Drost portait quelques lettres et paquets du roi. Il se rendit à Casinca, où les chefs étaient réunis. L'émissaire de Théodore croyait que les Corses étaient fidèlement attachés à leur souverain; il s'aperçut vite du contraire, car il fut très mal reçu. A peine arrivé, il n'eut qu'une idée: quitter l'île au plus tôt. Il écrivit à Boissieux, demandant des passeports pour lui et pour ses compagnons. Le général ne répondit pas à cette requête. Drost parvint à s'embarquer. Il arriva à Livourne, où il se tint caché dans la maison d'un prêtre corse.
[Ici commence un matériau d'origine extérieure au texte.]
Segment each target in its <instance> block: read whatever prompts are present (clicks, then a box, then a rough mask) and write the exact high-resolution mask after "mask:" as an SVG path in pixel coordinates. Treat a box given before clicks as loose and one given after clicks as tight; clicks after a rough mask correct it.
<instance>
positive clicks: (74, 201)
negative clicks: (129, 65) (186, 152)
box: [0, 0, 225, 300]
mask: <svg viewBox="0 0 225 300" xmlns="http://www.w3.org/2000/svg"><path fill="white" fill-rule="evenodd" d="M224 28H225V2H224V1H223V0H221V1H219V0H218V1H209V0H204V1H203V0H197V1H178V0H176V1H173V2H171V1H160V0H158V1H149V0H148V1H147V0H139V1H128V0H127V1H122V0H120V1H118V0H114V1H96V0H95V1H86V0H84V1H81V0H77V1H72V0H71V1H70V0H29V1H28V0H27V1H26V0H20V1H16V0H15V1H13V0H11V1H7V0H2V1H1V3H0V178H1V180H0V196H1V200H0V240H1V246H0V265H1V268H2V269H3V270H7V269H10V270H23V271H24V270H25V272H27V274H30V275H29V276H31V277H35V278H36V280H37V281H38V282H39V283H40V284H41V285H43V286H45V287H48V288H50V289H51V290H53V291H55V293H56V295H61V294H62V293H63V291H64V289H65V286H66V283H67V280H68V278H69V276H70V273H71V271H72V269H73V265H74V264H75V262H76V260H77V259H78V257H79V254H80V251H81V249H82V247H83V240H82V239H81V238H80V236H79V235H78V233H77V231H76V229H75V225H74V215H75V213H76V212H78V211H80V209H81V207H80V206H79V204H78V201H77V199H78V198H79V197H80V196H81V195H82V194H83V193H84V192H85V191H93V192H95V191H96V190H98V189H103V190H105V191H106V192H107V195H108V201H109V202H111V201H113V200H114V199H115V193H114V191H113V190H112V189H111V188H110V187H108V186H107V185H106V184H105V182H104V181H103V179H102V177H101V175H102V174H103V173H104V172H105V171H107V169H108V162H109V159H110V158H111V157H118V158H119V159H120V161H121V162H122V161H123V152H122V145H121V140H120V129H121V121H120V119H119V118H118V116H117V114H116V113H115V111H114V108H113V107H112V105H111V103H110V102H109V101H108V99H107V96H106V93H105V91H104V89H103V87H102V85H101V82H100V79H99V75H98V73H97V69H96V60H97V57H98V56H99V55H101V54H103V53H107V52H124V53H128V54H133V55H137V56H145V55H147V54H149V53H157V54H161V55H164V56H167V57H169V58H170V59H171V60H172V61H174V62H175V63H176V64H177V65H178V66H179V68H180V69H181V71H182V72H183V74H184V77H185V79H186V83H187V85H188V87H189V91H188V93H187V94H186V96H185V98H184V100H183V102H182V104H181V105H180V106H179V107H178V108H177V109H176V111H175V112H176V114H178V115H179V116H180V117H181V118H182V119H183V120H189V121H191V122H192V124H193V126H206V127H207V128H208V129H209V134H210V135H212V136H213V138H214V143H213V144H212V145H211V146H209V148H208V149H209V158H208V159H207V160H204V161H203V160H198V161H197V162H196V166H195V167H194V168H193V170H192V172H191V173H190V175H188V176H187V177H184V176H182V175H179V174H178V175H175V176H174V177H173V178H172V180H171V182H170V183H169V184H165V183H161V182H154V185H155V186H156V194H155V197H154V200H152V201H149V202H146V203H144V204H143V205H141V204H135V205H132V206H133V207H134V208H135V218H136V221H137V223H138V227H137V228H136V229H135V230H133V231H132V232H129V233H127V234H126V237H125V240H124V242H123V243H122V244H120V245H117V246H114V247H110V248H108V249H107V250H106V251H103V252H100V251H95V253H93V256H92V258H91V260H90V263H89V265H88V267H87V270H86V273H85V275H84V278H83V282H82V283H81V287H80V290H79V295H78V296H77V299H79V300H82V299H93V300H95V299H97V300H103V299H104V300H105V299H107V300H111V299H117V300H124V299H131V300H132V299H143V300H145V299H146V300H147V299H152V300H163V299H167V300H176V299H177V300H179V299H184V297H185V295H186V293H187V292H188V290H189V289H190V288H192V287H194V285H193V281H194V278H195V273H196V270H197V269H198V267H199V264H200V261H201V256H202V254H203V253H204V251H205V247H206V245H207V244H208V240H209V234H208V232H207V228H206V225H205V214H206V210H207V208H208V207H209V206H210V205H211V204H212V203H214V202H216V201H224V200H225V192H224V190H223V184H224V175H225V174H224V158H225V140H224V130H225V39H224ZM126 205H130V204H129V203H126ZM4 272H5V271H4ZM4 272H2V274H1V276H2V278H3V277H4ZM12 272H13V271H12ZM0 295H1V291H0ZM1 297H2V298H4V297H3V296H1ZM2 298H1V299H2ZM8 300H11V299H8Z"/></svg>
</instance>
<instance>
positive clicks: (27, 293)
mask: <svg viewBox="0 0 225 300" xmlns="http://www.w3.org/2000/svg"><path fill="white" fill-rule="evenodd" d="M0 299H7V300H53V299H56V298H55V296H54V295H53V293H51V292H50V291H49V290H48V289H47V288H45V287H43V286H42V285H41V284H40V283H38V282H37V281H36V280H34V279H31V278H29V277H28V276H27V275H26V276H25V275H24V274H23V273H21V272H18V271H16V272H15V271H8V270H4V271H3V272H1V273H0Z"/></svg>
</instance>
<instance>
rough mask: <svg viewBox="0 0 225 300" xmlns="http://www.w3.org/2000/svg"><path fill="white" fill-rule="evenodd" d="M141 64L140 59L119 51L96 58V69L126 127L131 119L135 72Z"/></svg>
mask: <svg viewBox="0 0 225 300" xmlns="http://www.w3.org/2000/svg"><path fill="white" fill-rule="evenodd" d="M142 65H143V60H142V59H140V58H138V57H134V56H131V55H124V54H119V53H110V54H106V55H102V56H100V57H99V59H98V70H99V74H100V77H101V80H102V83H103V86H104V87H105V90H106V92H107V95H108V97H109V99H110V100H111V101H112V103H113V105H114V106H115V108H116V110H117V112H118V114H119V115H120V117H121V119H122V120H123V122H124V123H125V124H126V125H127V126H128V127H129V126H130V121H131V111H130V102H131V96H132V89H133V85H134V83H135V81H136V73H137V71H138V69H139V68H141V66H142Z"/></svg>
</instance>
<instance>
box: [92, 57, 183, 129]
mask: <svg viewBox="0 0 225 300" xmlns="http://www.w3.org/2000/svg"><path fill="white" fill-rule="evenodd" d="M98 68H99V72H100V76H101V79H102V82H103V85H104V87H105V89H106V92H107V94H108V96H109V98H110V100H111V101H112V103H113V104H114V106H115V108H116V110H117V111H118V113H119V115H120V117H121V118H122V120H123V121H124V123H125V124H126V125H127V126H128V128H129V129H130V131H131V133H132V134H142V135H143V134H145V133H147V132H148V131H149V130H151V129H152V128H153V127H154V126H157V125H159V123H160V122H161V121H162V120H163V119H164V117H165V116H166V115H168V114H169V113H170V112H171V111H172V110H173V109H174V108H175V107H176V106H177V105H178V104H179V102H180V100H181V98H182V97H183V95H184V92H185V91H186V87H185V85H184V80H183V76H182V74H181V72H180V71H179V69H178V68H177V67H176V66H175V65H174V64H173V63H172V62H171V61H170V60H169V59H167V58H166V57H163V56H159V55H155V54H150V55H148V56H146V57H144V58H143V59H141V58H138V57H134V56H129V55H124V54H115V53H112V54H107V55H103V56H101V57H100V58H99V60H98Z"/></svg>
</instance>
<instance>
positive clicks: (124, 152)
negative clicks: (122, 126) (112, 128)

Pour en finir avec cet aventurier, je dirai--en intervertissant un peu l'ordre chronologique des événements--qu'au mois de juin, par l'intermédiaire d'un certain del Negro, il avait fait demander à la religieuse Fonseca une somme de huit à dix sequins pour envoyer une felouque en Corse. La sœur renvoya l'émissaire sans rien lui donner[451]. Le 10 août, Drost fut arrêté dans la maison d'un métayer du Grand-Duc, chez qui Théodore avait logé. On saisit ses papiers, dans lesquels on ne trouva pas grand chose d'intéressant. Mis au secret dans la citadelle, sa détention ne prit fin que le 6 octobre. On lui rendit ses effets et il se hâta de s'embarquer pour Naples[452].

[451] La sœur Fonseca à Bigani, Rome, le 14 juin 1738. _Ribellione di Corsica_, filza 13/3011. Archives d'État de Gênes, archives secrètes.

[452] Lorenzi à Amelot, Florence, les 13 septembre, 4 et 11 octobre 1738: Correspondance de Florence, vol. 89. Archives du Ministère des affaires étrangères.